Prospective customers living in North Korea for example, should almost always be treated as high-risk individuals. When dealing with high-risk individuals businesses need to collect more information in order to verify the identity of the Ultimate Beneficial Owner and understand the source of funds.
The checks should vary depending on the score the customer receives in your risk-assessment but there cannot be any doubt as to the legitimacy of the business relationship.
What is a Politically Exposed Person (PEPs)? 0
Politically exposed persons (PEPs) should feature prominently in your risk-assessment as they typically require enhanced due diligence. When the EU’s 5th AML Directive comes into effect in 2020, EU-based businesses will have to take extra precautions for both domestic and foreign PEPs.

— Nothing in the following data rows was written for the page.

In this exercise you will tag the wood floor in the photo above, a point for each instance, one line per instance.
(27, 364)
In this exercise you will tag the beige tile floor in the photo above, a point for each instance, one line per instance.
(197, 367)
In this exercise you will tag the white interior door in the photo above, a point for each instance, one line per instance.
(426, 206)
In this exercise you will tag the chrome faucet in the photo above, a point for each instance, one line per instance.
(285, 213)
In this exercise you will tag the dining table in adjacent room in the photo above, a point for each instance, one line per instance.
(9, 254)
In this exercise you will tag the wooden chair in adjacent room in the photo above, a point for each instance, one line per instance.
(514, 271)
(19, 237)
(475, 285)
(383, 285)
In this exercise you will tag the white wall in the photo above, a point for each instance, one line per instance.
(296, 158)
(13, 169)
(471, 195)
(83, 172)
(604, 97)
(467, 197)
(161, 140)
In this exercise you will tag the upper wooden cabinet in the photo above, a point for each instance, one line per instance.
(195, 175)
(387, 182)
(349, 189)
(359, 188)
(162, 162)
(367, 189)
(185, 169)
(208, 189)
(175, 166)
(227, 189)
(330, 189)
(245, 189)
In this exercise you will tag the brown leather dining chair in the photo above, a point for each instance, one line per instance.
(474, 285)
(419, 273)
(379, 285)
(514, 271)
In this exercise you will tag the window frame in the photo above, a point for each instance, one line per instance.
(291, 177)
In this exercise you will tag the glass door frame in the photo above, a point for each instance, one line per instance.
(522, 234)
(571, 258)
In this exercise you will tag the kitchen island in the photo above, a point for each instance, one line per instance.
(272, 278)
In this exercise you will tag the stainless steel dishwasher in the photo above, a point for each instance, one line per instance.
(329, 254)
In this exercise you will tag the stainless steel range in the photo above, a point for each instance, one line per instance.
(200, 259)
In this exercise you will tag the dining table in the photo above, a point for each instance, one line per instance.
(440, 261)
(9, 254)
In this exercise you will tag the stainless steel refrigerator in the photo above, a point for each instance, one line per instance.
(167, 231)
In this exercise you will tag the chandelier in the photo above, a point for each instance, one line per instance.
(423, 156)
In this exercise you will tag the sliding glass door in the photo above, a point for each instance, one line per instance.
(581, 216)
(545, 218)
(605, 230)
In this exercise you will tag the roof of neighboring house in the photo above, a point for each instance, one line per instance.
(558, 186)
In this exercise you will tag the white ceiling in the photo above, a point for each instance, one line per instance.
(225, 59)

For businesses located outside of the EU, PEPs whether domestic or foreign should be treated as high-risk individuals. You can learn more about PEPs and what they mean for your day-to-day operation here.
AML Sanction Screenings
Sanctions are levied by regulatory bodies aiming to impede the activities of known fugitives. The European Union’s consolidated sanctions list is a good example of this, detailing hundreds of individuals that should be treated as representing a particularly high level of risk.
We’ve provided a more detailed breakdown here, but for now it’s important to understand that sanction screenings play a vital part in both standard and enhanced customer due diligence.